The problems with Barak 8 were not really a surprise to anyone involved. As early as 2010 Indian defense officials realized they had a major, and embarrassing, problem because they did not have enough engineers in the government procurement bureaucracy to quickly and accurately transfer the Israeli technical data to the Indian manufacturers. In addition, some of the Indian firms that were to manufacture Barak 8 components either misrepresented their capabilities or did not know until it was too late that they did not have the personnel or equipment to handle the job. In early 2016 another self-inflicted problem arose when two state owned defense manufacturing firms got into a dispute with each other and the government over which of them would be in charge of managing the Indian work on LRSAM/MRSAM. This dispute also involved efforts by state owned defense firms to get more political support for increasing pressure on Israel to give ground on exporting defense tech to India.
What no one wanted to say openly was that the corruption in India, especially in defense matters, is epic and most Western states do not trust the Indians unless there are strong (and embarrassing to Indian officials) legal guarantees about the security of exported tech.
Meanwhile Israel has already manufactured and installed Barak 8 on its three 1,075 ton Saar 5 class corvettes.
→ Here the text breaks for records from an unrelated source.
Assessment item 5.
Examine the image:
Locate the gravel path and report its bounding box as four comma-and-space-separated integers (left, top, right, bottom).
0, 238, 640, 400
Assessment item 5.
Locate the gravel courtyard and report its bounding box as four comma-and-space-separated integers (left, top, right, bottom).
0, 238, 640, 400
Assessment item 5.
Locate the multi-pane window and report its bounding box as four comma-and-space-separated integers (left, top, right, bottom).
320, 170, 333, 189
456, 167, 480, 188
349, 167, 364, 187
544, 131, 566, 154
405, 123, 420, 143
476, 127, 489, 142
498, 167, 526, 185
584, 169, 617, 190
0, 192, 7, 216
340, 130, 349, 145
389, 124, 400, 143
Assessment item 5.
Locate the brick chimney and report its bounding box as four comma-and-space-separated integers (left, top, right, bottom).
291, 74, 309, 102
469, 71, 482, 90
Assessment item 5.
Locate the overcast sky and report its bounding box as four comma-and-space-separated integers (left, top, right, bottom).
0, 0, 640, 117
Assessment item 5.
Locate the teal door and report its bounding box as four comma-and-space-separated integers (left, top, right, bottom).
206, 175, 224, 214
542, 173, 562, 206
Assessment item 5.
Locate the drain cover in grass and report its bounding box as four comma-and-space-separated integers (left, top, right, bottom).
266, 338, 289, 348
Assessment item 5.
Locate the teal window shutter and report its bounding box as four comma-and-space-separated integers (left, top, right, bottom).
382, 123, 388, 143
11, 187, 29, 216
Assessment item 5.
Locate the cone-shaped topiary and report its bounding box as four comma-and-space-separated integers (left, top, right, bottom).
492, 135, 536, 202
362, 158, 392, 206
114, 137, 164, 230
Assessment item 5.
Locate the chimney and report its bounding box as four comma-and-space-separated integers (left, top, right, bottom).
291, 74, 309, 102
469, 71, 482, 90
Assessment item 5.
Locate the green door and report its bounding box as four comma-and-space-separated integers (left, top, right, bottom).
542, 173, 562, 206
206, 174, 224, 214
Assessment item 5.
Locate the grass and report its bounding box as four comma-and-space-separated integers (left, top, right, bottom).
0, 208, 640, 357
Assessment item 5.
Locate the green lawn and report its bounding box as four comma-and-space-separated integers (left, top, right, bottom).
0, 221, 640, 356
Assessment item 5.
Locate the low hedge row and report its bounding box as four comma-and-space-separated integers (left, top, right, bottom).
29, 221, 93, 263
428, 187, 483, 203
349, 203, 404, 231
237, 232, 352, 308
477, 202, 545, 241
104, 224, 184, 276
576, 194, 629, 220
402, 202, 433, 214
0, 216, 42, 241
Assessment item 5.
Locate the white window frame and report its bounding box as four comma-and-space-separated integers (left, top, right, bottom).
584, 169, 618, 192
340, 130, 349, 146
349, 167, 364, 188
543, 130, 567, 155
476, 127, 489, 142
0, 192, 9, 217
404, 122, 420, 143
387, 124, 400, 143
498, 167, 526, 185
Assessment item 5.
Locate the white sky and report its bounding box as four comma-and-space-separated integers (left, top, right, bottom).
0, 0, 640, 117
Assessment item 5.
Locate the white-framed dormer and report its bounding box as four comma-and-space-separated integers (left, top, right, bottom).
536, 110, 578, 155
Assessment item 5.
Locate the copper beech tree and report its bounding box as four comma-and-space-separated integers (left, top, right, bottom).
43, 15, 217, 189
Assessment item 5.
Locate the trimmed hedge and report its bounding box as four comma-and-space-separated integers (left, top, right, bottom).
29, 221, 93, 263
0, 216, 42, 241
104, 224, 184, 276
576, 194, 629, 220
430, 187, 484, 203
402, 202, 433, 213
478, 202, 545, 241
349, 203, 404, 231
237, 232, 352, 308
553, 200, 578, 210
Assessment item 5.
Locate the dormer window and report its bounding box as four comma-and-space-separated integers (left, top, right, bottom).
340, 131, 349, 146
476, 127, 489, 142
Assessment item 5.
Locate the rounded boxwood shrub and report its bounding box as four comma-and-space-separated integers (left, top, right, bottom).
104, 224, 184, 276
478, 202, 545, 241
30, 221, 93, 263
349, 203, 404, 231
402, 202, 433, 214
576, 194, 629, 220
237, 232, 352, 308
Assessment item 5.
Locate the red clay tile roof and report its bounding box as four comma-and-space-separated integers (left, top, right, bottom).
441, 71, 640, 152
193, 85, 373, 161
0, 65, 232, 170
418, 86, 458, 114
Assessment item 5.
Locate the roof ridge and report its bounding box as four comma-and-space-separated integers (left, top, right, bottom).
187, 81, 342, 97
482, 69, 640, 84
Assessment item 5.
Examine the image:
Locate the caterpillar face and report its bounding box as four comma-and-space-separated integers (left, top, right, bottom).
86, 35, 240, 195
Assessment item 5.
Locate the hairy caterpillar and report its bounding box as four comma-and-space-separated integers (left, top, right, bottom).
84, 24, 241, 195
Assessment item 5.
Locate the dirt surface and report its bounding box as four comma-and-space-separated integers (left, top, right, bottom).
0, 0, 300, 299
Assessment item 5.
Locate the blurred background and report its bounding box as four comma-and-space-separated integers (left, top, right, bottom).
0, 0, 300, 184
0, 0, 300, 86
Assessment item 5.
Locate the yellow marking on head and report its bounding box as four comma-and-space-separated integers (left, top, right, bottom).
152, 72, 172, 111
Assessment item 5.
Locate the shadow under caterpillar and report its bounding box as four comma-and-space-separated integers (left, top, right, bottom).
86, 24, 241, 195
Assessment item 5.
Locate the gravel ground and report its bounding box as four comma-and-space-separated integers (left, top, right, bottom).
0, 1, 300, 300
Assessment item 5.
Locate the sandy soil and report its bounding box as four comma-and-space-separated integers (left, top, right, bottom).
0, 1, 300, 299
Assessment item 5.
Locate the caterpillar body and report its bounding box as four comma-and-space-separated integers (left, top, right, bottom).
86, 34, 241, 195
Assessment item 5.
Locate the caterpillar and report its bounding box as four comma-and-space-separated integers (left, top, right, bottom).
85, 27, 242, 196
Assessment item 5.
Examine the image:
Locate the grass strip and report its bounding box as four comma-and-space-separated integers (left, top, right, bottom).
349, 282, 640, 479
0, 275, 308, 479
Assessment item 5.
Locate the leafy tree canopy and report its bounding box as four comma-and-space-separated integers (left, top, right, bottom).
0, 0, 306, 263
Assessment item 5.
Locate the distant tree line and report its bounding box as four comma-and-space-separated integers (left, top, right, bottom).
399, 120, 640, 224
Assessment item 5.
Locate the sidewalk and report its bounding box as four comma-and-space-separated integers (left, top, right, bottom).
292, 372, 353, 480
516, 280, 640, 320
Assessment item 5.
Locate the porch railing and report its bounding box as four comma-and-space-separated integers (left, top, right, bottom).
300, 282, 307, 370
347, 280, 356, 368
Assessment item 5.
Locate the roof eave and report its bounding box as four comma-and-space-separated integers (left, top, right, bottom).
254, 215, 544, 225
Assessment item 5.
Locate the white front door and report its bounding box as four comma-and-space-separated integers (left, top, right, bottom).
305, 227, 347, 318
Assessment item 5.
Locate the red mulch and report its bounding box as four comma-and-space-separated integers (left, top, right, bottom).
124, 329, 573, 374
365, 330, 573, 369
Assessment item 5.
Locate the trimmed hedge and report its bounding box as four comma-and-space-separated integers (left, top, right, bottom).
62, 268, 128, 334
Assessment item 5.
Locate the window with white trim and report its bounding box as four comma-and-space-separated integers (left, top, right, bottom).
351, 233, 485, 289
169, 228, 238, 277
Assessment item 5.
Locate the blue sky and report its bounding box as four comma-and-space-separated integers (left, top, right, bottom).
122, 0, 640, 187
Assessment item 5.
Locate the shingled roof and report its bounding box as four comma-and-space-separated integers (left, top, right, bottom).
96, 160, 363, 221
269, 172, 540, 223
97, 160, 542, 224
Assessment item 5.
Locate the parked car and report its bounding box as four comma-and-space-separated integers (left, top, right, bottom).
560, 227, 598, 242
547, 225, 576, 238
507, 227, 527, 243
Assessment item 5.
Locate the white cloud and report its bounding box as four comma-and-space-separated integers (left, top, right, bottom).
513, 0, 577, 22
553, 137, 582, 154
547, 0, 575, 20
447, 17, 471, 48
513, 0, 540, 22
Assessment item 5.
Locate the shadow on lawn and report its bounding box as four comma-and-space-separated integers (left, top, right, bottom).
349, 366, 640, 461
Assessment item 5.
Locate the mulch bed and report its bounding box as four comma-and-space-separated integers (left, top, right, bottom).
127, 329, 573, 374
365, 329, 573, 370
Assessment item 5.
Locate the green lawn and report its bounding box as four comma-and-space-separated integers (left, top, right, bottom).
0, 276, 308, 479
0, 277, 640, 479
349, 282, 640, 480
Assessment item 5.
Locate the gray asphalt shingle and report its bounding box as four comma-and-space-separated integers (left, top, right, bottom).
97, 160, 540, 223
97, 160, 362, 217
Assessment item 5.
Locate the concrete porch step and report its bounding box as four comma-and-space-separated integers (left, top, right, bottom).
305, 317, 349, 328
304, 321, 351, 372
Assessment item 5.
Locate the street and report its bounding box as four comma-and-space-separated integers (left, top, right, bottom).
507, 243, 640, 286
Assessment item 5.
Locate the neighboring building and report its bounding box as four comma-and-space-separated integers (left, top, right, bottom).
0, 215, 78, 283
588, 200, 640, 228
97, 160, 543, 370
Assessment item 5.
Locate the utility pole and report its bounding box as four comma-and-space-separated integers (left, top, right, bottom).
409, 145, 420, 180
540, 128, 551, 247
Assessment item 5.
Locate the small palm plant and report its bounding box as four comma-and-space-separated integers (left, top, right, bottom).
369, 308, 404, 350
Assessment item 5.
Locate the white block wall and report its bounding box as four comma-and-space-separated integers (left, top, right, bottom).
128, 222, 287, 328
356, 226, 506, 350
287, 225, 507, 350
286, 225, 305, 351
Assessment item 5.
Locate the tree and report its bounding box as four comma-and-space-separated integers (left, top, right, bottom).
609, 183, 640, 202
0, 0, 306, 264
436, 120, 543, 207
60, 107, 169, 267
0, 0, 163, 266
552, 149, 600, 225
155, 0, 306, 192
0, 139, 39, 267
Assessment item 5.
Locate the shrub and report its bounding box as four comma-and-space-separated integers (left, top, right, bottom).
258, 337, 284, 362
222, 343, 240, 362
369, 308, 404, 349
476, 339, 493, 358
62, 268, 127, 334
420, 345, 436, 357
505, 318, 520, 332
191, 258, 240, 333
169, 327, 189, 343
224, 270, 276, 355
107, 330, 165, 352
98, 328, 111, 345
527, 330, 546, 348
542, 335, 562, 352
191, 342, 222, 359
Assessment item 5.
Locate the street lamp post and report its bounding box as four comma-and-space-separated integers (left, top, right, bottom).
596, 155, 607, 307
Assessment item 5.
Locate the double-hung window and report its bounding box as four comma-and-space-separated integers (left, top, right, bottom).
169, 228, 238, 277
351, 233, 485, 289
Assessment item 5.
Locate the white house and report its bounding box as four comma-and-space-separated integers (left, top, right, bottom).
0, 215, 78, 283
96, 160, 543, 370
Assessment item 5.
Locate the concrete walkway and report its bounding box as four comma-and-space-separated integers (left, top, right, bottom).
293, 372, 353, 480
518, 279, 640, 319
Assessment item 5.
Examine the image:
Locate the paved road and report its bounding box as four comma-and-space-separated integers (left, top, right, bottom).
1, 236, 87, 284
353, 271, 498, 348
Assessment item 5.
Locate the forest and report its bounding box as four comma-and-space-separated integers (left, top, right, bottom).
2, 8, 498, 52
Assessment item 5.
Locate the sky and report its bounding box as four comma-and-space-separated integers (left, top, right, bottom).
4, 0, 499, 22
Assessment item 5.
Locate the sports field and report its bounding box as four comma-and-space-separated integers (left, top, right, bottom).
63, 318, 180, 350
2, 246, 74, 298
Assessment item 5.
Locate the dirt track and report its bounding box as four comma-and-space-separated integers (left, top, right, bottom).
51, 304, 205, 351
Thus Barak 8 was ready for action over a year before its scheduled 2015 service date. Israel is believed to have rushed this installation because Russia has sent high speed Yakhont anti-ship missiles to Syria and Barak 8 was designed to deal with this kind of threat. Barak 8 is also Israel’s first air defense system equal to the American Patriot (and similar systems like the U.S. Navy SM-2, Russian S-300, and European Aster 15). An improved Barak 8 would be able to shoot down short range ballistic missiles.
The Barak 8 is a 275 kg (605 pound) missile with a 60 kg (132 pound) warhead and a range of 70 kilometers. The warhead has its own seeker that can find the target despite most countermeasures. The missiles are mounted in a three ton, eight cell container (which requires little maintenance), and are launched straight up. The compact (for easy installation on a ship) fire control module weighs under two tons.